Daily Droppings: “So Hot”

Special thanks to Sandra from What Sandra Thinks who has created a series of daily prompts for the month of February, which are the inspiration for this series.


The prompt: “So Hot”


Steamy Nights

Originally published 10 July 2021|Monty’s Blahg

As the weather turns hot and steamy, my thoughts turn to the summer of 1996.

Married two months, but still living separately, I travelled from Fukushima, Japan to Shanghai, China to visit my new wife. Our marriage had been a quick civil affair in Shanghai and I’ve written about it previously. It’s a true lost in translation story that I’ll re-share another time.

The day after receiving our marriage certificate, I’d left for a three month work assignment in Japan and so we’d had very little time together as a married couple and hadn’t yet established a home together in Shanghai. It was in late June 1996 when I arrived back in Shanghai for a visit. We spent our days looking for a place to rent under the high hot sun and our nights sweating in my wife’s non-air conditioned apartment trying to sleep under the moonlight. 

For those of you not familiar with Shanghai, it is known for having relatively cold winters and hot, muggy, rainy summers. Having grown up in Vermont, a decidedly cooler environment, I found the Shanghai summer climate stifling hot and humid. I’d equate it to how I felt when visiting Georgia or Florida in the states. 

As I write this I’m sitting in my Shanghai Garden under an umbrella. Listening to all sorts of birds and bugs chirping. Today is relatively temperate at 90F/32C but the heat index makes it feel like 106F/40C. It will drop a bit at night, but not enough to make it comfortable. Meanwhile, in my childhood home state of Vermont today’s high is anticipated to be 73F/23C. So, basically what I‘m saying is that my body was not equipped for the steamy Shanghai summer weather back when I arrived that late June in 1996.

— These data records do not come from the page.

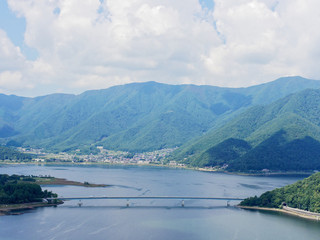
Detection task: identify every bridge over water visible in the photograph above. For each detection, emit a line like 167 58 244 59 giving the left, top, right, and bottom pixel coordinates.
47 196 244 207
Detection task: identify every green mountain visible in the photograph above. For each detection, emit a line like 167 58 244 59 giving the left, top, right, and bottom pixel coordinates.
240 173 320 213
0 77 320 151
174 89 320 172
0 146 32 161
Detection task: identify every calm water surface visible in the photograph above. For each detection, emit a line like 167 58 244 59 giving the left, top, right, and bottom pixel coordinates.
0 165 320 240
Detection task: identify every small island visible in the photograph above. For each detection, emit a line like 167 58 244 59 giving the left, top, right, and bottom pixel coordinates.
0 174 108 216
239 173 320 220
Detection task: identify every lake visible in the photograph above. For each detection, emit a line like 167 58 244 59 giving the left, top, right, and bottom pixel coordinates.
0 165 320 240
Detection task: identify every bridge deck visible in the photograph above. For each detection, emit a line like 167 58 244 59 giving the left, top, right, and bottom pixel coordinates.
47 196 244 201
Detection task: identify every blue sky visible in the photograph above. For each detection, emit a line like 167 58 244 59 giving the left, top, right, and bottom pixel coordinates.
0 0 214 60
0 0 320 96
0 1 38 60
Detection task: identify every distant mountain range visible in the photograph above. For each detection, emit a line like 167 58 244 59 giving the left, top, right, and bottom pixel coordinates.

My Shanghai Garden – June 2021

So what do you do when the weather is so hot and you don’t have air conditioning? You can open the windows to catch any available breeze, but then you let in all the leftover dust from the day’s construction that was still hanging in the air (Shanghai was and continues to be a thriving construction zone). You can use an electric fan…and we absolutely did. It buzzed loudly next to the bed. But blowing air around that is hotter than your body temperature doesn’t do much good. The answer, as I learned a bit painfully, was applying a bit thermodynamic thinking. In this case, that meant sleeping on surfaces that would conduct the body heat away from your skin. I believe the practice of sleeping on grass-woven mats, wooden slats, or even concrete floors is fairly common across Asia when air conditioning isn’t available (or is just too expensive to run). For us, we were using a woven bamboo mat called a “xiezi”. 

Xiezi technology has varied over the years. From the roughly woven bamboo mats of that time…to “mahjong-style” bamboo mats…to modern mats that are of a composition that’s a mystery to me but quite flexible and soft. Even with air conditioning we use a xiezi for sleeping during the hottest months to this day. The worst design by far was the mahjong-style mats. They provided the best cooling, but if you moved, the bamboo tiles would pinch your skin so badly that I would wake up with welts all across my body. The rough woven bamboo mats of 1996 were not much better. At least for a western man like myself that sports a bit of body hair. Unless I slept absolutely still, my leg hair would get caught between the strands of the mat and be yanked out with any movement. After one week on that bed my knees were bald and my eyes were bloodshot from lack of sleep (I don’t know about you, but I don’t sleep well knowing that I’m about to be plucked). The modern xiezi are merciful and my knees are fuzzy again.

After the steamy, mostly sleepless nights, I was exhausted as we travelled across the city to look at various apartments. To me, location didn’t matter. To me, the number or rooms was irrelevant. All I cared about was making sure that the place had air conditioning. I’d come to Shanghai hoping for some steamy nights with my hot wife, but not like these. I was miserable. My wife on the other hand had very specific requirements and we ended up having to do quite a bit of searching to find what she wanted – a well located 3-bedroom upper level apartment with a bright, modern look (and, yes, air conditioning) . I had no idea why we needed three bedrooms, but I agreed out of exhaustion and an innate understanding that I best listen. This was her hometown after all. She would know best.

I’d later find out that the apartment was a great choice. Location was critical due to the heavy traffic and this was right on the shuttle bus route for my work. The upper level apartment collected less construction dust and the modern surfaces were easy to keep clean. It had air conditioning. As for the three bedrooms, well, surprise to me when on moving day her parents showed up. As an American, this never even occurred to me. As a Chinese, it never even occurred to my wife otherwise. Twenty-five plush years later we are still all living together. That’s the happily-ever-after part of the story. But it wasn’t always so smooth. That’s a topic for another time.